Little hay popular from East Asia to Northern Europe
Fennel Seeds may be purchased either whole or ground. Fennel Seeds are added to many dishes that are both sweet and savory. Fennel is much sweeter and milder than anise and becomes even more discreet when cooked. Fennel Seeds are really fruits that are almost always called seeds, while erroneous it is a common custom. Fennel fruits are an ancient spice of the Mediterranean, known by the Greeks for three millennia. Originally from the Mediterranean, the plant’s popularity spread northward during the Middle Ages, when it was grown in monasteries. The genus name foeniculum (Latin for “little hay”) probably refers to the aroma of fennel and is the source of the name of fennel in many contemporary European languages. In the course of time, fennel usage spread both to the East and to the North, which is why fennel is now part of Northern European cookery as well as of East Asian cooking.
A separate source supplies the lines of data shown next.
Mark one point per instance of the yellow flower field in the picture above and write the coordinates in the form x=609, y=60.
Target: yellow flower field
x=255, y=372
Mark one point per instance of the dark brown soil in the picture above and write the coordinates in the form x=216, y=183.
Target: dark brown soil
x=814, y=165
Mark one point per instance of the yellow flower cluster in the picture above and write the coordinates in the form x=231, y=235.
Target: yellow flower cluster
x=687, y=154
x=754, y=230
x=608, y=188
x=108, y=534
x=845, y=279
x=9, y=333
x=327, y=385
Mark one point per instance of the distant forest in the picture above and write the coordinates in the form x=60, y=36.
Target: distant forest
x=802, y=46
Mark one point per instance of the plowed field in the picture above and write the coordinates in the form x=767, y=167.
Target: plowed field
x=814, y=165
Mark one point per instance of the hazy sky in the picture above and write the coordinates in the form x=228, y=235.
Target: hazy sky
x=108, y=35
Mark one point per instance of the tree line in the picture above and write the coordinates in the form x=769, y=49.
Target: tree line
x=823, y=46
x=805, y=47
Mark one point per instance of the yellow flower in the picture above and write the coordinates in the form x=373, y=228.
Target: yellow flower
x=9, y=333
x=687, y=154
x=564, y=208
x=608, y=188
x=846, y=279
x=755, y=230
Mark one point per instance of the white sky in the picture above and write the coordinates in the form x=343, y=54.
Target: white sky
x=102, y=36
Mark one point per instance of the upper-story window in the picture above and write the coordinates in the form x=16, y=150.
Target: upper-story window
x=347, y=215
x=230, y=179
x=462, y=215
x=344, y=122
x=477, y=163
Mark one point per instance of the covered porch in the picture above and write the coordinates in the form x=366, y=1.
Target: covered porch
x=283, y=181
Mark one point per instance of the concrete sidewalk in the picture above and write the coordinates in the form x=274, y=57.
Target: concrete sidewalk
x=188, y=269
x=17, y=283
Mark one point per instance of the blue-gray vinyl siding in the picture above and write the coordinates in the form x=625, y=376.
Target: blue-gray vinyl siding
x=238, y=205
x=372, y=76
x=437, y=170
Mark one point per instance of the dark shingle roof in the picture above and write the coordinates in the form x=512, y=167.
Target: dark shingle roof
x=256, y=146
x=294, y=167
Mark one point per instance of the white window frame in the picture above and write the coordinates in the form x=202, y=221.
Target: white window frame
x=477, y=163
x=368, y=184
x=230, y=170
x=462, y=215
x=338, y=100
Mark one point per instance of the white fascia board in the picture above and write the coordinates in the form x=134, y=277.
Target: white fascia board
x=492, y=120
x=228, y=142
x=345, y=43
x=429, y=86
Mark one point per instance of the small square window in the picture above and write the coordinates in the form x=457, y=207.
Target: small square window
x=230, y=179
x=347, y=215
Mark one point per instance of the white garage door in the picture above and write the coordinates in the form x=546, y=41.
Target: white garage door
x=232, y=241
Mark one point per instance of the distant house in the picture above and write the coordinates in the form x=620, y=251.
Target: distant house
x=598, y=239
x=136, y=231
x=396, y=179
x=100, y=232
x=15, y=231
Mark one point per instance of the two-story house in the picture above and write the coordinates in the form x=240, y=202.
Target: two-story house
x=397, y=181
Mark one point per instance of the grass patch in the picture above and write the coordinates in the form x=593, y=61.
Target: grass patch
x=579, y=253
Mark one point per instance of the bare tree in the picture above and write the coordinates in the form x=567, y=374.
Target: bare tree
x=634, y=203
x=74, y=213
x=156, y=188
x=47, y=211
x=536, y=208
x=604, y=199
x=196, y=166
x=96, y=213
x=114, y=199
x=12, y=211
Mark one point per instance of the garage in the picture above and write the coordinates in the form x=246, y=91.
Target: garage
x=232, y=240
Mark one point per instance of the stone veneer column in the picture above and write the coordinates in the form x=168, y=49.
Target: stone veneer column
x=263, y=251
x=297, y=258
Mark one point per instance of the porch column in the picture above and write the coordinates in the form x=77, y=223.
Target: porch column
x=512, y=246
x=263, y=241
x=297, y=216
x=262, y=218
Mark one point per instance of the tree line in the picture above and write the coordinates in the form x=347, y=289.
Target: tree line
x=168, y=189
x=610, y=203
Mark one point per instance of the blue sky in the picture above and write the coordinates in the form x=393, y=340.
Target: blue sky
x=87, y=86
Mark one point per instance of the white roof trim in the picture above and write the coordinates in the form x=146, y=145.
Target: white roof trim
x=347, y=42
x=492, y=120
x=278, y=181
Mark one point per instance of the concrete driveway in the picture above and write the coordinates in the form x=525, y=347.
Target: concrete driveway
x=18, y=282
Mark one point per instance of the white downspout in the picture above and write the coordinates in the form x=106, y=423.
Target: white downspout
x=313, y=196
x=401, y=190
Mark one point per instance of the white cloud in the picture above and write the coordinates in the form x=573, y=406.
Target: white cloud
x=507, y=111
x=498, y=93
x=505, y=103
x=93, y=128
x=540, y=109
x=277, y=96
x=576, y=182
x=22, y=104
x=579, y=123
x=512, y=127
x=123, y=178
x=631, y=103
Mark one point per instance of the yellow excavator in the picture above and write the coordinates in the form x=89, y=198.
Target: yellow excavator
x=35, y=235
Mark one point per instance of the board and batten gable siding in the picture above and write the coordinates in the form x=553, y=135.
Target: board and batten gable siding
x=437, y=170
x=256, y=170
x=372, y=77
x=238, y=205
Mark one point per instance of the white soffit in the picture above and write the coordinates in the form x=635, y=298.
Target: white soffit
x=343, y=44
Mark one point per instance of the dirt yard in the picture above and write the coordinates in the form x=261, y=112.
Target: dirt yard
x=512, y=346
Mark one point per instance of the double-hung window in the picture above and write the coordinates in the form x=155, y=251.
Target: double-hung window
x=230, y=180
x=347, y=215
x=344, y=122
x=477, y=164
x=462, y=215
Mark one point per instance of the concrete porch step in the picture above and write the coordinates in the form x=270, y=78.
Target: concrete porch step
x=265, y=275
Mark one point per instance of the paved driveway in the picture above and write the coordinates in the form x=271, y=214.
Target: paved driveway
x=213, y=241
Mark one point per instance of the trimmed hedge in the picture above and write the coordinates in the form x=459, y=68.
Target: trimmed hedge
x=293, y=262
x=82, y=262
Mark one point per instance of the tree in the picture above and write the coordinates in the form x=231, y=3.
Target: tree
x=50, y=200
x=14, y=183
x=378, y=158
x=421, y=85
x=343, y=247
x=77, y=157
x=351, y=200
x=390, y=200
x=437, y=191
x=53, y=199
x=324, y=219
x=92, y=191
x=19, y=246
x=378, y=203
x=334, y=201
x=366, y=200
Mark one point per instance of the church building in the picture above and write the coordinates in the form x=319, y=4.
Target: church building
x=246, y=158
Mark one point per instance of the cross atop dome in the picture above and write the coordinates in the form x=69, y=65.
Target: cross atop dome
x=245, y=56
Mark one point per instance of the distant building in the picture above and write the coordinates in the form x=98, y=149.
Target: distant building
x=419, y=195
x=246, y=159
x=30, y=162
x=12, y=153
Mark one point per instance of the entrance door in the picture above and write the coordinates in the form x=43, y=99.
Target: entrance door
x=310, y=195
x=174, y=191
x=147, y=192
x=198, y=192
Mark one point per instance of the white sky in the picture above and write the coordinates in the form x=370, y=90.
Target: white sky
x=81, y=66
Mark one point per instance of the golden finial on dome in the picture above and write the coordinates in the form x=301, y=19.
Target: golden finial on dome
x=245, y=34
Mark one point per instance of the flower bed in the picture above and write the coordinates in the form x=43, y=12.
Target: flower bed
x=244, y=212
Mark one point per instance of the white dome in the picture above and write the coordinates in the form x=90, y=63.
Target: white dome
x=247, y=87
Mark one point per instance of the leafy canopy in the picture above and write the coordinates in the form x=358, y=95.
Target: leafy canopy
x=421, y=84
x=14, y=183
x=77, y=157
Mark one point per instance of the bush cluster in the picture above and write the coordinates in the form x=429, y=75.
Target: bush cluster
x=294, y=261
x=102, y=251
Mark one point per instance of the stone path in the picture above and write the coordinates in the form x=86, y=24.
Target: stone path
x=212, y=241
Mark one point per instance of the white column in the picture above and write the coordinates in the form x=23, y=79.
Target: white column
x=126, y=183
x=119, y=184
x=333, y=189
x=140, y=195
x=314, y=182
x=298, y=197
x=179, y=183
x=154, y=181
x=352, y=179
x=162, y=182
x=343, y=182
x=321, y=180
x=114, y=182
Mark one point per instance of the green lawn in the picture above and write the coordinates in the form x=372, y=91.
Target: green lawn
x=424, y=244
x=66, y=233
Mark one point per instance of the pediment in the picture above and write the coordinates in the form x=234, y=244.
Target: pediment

It is a necessary ingredient in Chinese five spice powder. Fennel is firmly rooted in Chinese cuisine, although it is hardly ever used alone, but always as a component in spice mixtures. Fennel is important in several regional cuisines of the Indian subcontinent, particularly in Bengal, where it is part of the Indian five spice mix panch phoron. Fennel usage isn’t restricted to Bengal; it is used in Kashmir, where it is usually toasted; in Sri Lanka, toasted fennel fruits are one of the typical ingredients responsible for the subtle and complex aroma of fiery and chili laden curries. The toasting procedure not only increases the flavor, but also changes the character of fennel to a more spicy and less sweet tasting ingredient.
Fennel is very popular in recipes from Iran, Arabia and the Levant; it is also well established in Central Europe, mainly to flavor rye breads, where the combination of sweet fennel and earthy bread is particularly delightful. Fennel is also often used for pickled vegetables and herbed vinegar. Last but not least, fennel is part of many sweet pastries, though in some of these pastries, anise can be used instead of fennel, although the flavors will differ slightly.
Although a native of the Mediterranean, it is most typical for the cuisines of Southern Europe. It is used for meats and poultry, but even more often for fish and sea food. Fennel is popular in Southern France and often contained in the Provençal spice mixture herbes de Provence.
Italians are particularly fond of fennel, employing it for many different kinds of foods, e.g., for sausages (it’s just not Italian sausage without fennel seeds) or pasta sauces. It is often contained, together with the herbs thyme and oregano, in olive oil based marinades for vegetables and, sometimes, sea foods. The marinated vegetables are usually eaten as appetizers (antipasti), together with white bread and red wine.
Should you run out of Fennel seed you may use dill seed and caraway seed as substitutes and to a lesser extent, anise and star anise.